Restore the people’s oversight over their court system

Carolyn McKinney
Chairman, RLCNH
(603) 769-4264
chair@rlcnh.org

Restore the people’s oversight over their court system
By Carolyn McKinney, chairman of the Republican Liberty Caucus of New Hampshire

As voters, it’s troubling to watch a Legislature act against the people’s best interest in times of economic distress by raising tax after tax or fee after fee to pay for unrealistic increases to public employees’ salaries or benefits, or to grant special-interest requests without regard to their need or effectiveness. Such was the case during the 2007-2010 period when Democrats controlled the N.H. Legislature and governor’s office.

Yet, in our system of government, the people have control over how the government spends their money, and voters overwhelmingly rejected the Democrat’s spend-then-tax agenda when they elected a Republican Legislature in 2010. Republican representatives and senators, answering the people’s call to create the proper conditions for economic growth, promptly cleaned up as much of the mess as they could within a two-year period by cutting spending, lowering taxes and fees, and saying “no” to those special interests.

Unfortunately, since 1978 when the Legislature and the people were duped into passing Article 73-a to the N.H. Constitution, the people have not had similar oversight over their court system, which now has the autonomy to write its own rules that have “the force and effect of law.” Many people perceive this constitutional language to be minor—affecting only how the courts run their courtrooms—but they are wrong.

The courts have used the 1978 change to control the behavior of the Legislature, the Executive, and innocent, law-abiding citizens, both inside and outside the courtroom. Because of Article 73-a, the courts have assumed a role that the “separation of powers” clause previously reserved for the elected Legislature. As a result, and because of complacent legislative and executive officials, the court has become an unaccountable and arbitrary power unto itself, which is the exact type of government that our constitution was supposed to prevent.

Article 73-a is the language that gave the Supreme Court hubris to think it could legislate from the bench, such as it did with the Claremont decisions in the 1990s when it said that the constitution’s imperative that individual “legislators… cherish … public education” means that the Legislature must define and fund an adequate education.

Under 73-a, the family court has used its rules, including a particular rule that allows all court rules to be waived, in cases where it has ordered children removed from fit parents on mere accusations from third parties. By waiving rules, these courts have admitted hearsay evidence and used it to make a decision without a finding of abuse or neglect or any due process of law.

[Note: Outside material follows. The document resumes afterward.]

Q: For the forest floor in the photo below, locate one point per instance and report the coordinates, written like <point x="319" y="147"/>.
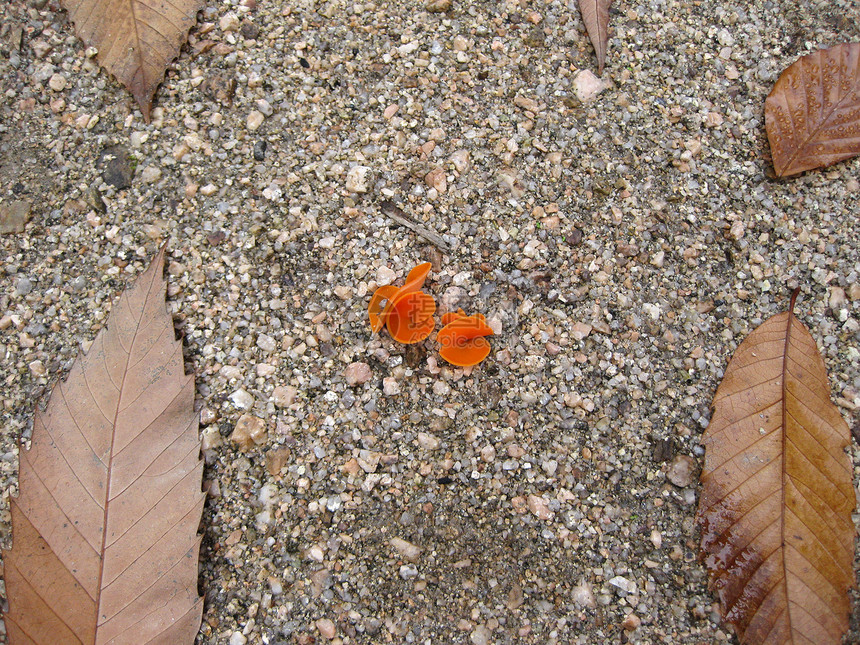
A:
<point x="622" y="234"/>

District court judges have used court rules to throw citizens in jail for contempt on minor decorum issues, and they have used their office to send journalists to jail for simply asking questions about their decisions. Just last year, a Superior Court judge used court rules to prevent two innocent citizens who were not accused of any crime from engaging in a legal activity. He also ordered the citizens to post his ruling on their Web site. Had they disobeyed, the judge threatened to imprison them on charges of contempt of court.

Thankfully, the Republican Legislature that the people elected to correct the wrongs of the previous Democratic Legislature also passed a constitutional fix that will give the people oversight over their court system again. Upon passage of Question Two on the Nov. 6 ballot, the people will restore some checks and balances to their judicial branch.

The change to Article 73-a will make sure that the laws passed by the Legislature are superior to court rules, as they should be. The amendment will put the court back in its place as an interpreter of law for individual cases and not as the policy maker that explains how the law must be applied in all situations—that is a power reserved for the people’s Legislature alone.

When the powers of government are balanced and held in check by one another, there is a greater chance that no branch of government will grow too strong or powerful, and that the people will remain free.

Article 73-a made the courts untouchable, and the people lost control of their government as a result. Question Two on the Nov. 6 ballot will restore the balance of powers by making the court accountable to the laws passed by the Legislature. The people, who elect their legislators, will once more have necessary oversight over all three branches of their government.